“War is ninety percent information.” said Napoleon Bonaparte in the nineteenth century. This is just as true as ever in the information age that we currently live in. The most successful companies like Google, Facebook, and Amazon, have their revenue model based on the sharing and selling of information. And they get this information by analysing data. But not only the big fish are able to make money on data: lots of companies benefit from leveraging data to obtain valuable insights. It’s why Clocktimizer has introduced our own Machine Learning Engine to give our customers the edge over the competition.
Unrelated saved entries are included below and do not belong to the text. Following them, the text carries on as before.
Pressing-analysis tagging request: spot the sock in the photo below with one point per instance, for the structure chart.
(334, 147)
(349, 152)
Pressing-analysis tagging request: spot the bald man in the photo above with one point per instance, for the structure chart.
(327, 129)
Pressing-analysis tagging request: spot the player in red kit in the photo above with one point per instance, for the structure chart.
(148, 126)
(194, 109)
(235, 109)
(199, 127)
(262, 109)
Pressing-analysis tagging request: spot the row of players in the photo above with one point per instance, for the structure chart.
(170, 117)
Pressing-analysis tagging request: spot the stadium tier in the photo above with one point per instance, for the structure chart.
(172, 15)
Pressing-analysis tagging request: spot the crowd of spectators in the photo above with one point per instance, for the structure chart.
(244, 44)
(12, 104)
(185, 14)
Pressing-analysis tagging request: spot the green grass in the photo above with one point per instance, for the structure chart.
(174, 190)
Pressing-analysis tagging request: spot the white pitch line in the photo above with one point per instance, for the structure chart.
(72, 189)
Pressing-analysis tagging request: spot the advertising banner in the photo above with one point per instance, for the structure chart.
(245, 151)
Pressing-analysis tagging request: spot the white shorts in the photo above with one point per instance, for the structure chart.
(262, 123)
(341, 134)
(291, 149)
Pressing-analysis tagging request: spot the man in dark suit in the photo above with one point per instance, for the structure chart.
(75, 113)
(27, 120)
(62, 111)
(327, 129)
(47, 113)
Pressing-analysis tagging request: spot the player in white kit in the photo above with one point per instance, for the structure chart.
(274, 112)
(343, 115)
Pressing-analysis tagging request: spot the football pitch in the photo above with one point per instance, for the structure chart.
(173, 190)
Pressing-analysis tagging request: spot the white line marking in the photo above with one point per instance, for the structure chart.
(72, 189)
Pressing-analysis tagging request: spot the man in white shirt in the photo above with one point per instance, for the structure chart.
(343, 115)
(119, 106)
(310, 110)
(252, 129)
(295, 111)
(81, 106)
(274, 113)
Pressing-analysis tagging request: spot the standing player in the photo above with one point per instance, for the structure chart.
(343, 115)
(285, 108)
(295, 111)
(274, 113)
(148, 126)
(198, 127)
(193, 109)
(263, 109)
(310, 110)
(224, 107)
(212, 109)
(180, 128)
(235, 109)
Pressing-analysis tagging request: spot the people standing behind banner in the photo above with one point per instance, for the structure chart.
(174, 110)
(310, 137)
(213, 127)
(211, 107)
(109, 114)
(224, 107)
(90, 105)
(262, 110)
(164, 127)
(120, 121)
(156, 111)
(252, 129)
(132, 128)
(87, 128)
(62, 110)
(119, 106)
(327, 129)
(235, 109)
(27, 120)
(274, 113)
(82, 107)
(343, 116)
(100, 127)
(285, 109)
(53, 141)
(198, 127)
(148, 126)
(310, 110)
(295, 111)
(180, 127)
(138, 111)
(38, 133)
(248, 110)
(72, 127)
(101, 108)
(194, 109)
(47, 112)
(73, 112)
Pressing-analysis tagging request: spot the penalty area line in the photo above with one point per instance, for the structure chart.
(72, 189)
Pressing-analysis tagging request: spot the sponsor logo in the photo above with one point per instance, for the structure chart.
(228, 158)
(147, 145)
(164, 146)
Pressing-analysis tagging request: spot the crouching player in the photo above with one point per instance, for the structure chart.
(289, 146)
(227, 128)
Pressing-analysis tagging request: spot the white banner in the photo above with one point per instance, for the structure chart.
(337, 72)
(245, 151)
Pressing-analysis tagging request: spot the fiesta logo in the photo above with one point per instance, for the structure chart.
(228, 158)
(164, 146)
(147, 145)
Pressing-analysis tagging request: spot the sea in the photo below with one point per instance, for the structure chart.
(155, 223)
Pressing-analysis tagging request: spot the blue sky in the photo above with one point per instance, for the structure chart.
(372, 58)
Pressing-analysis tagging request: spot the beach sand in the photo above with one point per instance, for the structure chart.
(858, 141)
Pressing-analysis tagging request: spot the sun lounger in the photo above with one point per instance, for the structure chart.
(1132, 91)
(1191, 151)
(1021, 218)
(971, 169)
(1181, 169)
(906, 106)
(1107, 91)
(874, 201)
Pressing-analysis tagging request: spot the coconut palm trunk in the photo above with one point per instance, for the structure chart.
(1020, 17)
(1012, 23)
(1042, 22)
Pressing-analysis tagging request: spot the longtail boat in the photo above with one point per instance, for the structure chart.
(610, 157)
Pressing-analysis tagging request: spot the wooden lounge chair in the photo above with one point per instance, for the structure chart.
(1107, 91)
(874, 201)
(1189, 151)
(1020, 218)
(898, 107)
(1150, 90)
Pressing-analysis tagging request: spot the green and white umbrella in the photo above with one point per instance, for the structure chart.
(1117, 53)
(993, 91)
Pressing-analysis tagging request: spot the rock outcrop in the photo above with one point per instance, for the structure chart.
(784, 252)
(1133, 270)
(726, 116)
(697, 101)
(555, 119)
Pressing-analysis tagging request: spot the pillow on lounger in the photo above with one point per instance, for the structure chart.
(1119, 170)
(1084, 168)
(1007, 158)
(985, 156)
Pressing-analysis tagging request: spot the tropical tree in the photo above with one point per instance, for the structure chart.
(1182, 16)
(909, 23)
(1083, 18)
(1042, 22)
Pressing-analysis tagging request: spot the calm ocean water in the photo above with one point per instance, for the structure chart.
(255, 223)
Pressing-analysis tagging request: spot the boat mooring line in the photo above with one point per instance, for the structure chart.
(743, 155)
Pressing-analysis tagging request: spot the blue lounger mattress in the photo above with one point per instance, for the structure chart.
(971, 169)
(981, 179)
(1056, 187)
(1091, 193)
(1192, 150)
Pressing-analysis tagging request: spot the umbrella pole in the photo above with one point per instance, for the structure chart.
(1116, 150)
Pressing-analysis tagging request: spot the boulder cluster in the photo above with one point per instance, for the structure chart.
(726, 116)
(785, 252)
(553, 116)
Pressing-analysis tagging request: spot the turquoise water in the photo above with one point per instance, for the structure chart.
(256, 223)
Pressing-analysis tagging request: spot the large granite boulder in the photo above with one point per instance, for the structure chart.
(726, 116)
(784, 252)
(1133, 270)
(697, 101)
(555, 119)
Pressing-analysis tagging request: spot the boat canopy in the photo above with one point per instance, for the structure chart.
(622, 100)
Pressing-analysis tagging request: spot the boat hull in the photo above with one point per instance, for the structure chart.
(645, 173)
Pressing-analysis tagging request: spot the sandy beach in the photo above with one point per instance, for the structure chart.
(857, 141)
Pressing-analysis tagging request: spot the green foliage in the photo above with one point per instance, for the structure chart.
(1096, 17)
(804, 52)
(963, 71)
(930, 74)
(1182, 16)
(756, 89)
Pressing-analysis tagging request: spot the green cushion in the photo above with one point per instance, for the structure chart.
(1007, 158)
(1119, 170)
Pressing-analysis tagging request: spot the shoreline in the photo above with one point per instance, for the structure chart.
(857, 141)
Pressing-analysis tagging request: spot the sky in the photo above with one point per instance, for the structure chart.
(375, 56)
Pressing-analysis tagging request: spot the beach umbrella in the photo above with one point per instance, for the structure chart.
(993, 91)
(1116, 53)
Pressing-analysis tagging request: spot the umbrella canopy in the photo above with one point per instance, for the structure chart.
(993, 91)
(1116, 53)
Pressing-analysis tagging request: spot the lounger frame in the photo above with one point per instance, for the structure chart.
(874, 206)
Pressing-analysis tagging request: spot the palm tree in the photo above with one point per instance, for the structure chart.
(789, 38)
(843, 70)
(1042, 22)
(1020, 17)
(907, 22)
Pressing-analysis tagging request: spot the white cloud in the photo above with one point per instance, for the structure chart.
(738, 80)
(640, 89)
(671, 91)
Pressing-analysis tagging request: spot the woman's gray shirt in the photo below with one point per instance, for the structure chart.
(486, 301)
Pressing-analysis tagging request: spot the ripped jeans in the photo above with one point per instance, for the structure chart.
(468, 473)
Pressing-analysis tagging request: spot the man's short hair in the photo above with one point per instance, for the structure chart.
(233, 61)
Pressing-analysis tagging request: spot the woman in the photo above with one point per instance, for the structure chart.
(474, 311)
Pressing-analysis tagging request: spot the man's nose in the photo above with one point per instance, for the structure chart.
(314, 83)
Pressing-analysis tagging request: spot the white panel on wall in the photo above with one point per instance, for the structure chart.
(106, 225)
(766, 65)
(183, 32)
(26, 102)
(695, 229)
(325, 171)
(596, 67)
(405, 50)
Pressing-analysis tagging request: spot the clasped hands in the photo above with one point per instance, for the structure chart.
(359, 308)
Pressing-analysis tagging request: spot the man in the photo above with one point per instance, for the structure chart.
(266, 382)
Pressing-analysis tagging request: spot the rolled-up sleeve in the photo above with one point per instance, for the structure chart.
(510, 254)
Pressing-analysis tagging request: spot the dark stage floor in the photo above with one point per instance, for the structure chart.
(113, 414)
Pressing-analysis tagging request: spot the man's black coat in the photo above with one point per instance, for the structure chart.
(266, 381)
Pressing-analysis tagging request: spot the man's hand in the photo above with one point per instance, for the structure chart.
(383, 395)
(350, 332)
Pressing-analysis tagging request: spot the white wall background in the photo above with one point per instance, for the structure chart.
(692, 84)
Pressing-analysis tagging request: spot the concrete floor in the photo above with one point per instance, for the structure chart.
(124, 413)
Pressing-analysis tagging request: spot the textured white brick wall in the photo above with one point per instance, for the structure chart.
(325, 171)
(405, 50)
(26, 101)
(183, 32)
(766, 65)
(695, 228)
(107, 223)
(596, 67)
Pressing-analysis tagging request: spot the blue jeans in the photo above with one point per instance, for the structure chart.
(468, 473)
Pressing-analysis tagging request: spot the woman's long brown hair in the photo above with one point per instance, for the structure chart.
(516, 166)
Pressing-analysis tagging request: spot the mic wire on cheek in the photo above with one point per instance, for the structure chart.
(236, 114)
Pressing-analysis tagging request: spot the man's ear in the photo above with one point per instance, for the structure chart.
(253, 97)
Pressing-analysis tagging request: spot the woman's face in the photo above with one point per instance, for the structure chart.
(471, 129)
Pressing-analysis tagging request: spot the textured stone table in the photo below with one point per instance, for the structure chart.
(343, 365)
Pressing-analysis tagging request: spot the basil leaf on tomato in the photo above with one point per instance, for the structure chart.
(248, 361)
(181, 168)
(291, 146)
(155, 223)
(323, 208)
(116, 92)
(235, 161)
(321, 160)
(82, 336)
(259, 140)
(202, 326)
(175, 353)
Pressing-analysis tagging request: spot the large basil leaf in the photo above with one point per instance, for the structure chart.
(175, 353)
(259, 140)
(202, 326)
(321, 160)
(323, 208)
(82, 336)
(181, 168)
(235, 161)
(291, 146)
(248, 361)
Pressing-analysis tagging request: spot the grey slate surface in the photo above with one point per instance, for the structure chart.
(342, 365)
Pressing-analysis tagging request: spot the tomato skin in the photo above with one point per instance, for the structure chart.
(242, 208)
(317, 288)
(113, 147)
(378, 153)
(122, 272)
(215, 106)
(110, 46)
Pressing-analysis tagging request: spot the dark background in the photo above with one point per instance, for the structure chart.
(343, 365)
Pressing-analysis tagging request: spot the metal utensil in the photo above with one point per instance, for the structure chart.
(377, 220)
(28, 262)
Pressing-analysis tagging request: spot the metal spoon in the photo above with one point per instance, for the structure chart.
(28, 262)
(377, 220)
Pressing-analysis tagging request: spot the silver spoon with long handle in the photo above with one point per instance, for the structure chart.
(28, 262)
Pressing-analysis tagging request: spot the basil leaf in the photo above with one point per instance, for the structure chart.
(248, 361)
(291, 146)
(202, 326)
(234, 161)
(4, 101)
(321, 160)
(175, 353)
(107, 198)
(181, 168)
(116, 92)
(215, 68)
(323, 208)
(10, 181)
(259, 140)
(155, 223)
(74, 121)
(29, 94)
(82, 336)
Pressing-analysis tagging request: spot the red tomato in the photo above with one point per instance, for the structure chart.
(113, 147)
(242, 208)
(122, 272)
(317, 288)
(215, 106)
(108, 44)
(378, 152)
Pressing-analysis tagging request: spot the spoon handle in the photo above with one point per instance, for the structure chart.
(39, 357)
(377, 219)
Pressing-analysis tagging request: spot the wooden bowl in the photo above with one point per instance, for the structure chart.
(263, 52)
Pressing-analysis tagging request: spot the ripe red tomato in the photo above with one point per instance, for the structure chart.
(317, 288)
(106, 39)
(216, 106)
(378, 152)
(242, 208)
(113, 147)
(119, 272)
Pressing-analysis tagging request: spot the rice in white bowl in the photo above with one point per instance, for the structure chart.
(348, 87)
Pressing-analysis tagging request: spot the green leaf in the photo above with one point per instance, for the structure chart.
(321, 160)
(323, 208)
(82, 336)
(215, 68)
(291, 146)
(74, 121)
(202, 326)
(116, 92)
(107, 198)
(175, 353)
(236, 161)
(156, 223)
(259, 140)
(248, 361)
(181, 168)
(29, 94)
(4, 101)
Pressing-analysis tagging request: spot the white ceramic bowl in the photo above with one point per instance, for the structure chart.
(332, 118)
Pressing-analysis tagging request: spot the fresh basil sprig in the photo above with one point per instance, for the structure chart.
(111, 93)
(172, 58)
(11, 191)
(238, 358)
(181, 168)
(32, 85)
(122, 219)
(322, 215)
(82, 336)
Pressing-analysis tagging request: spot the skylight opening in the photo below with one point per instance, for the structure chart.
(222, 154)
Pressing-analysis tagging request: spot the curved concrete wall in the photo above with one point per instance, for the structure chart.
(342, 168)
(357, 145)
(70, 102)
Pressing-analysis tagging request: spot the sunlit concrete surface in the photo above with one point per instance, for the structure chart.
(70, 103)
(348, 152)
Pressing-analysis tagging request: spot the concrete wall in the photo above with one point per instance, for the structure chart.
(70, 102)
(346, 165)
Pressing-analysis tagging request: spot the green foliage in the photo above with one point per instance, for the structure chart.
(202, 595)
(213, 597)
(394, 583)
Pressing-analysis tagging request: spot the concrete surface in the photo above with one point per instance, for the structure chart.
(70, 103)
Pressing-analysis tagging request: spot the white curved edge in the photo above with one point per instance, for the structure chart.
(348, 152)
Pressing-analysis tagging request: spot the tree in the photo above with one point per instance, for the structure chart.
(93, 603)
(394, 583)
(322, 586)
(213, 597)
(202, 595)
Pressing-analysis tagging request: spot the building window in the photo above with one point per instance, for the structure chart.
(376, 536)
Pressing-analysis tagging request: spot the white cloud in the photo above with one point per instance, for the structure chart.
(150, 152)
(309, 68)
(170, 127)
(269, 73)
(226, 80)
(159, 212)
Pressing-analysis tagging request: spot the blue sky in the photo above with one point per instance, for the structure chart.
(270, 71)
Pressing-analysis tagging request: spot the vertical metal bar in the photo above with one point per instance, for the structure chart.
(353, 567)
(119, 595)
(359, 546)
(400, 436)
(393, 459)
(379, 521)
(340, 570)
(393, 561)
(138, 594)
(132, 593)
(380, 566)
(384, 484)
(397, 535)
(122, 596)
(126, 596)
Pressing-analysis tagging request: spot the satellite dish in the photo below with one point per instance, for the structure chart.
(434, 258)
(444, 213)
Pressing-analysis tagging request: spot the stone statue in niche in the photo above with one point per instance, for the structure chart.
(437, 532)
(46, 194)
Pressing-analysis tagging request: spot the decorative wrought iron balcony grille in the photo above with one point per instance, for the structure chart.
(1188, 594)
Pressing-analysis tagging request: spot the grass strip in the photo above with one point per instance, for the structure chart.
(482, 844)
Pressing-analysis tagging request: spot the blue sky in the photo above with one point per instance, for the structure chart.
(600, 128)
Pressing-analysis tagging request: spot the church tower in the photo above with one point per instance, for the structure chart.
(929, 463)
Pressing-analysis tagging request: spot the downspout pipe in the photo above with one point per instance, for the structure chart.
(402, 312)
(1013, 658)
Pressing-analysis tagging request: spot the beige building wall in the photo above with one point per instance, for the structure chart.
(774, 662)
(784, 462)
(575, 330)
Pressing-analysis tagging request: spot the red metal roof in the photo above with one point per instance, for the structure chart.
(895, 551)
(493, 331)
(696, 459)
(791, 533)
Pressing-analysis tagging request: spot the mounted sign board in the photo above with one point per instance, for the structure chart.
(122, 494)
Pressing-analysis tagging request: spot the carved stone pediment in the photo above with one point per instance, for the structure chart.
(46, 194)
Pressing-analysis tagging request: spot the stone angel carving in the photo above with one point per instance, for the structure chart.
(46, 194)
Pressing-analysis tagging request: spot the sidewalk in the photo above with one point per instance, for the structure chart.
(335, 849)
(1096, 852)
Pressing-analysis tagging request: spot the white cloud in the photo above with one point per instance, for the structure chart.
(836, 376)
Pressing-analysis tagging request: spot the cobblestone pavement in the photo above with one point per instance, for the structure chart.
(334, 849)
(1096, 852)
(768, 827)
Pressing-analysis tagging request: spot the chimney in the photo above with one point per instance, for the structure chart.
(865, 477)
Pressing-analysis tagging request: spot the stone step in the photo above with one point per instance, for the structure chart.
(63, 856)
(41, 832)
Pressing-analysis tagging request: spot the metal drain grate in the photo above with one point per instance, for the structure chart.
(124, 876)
However, it can be difficult to know where to start with Machine Learning. How much data do I need? How do I collect it? What format should I store it in? In this four part blog series, we will introduce you to the art of data science. You will learn the best practices of collecting, cleaning, analysing, visualising, and interpreting data. We’ll also help you think of the ways Clocktimizer’s Machine Learning can support your law firm. In the first part of the series we looked at collecting data. In part 2, we will introduce you to data preparation.
Once you have collected your data, you probably want to dig in and start analysing right away. But we have to stop you there. Unfortunately, your data is not perfect. It will contain mistakes and have missing information. You want to start by cleaning up your data, then take care of missing values, and last take care of missing attributes.
The data janitor
Cleaning your data means going through your data, trying to find whatever is not right, and correct that. Often, you can automate the correction process, but you will have to find the mistakes yourself. Here is a small list that demonstrates some of the mistakes to look for:
- There may be inconsistencies in the representation of your data. Sometimes a value may be stored as 1 or 0, whereas at other times it will be stored as Yes or No, or as True or False. Since these are practically the same, you will have to choose one representation, and transform the anomalies to match this choice consistently.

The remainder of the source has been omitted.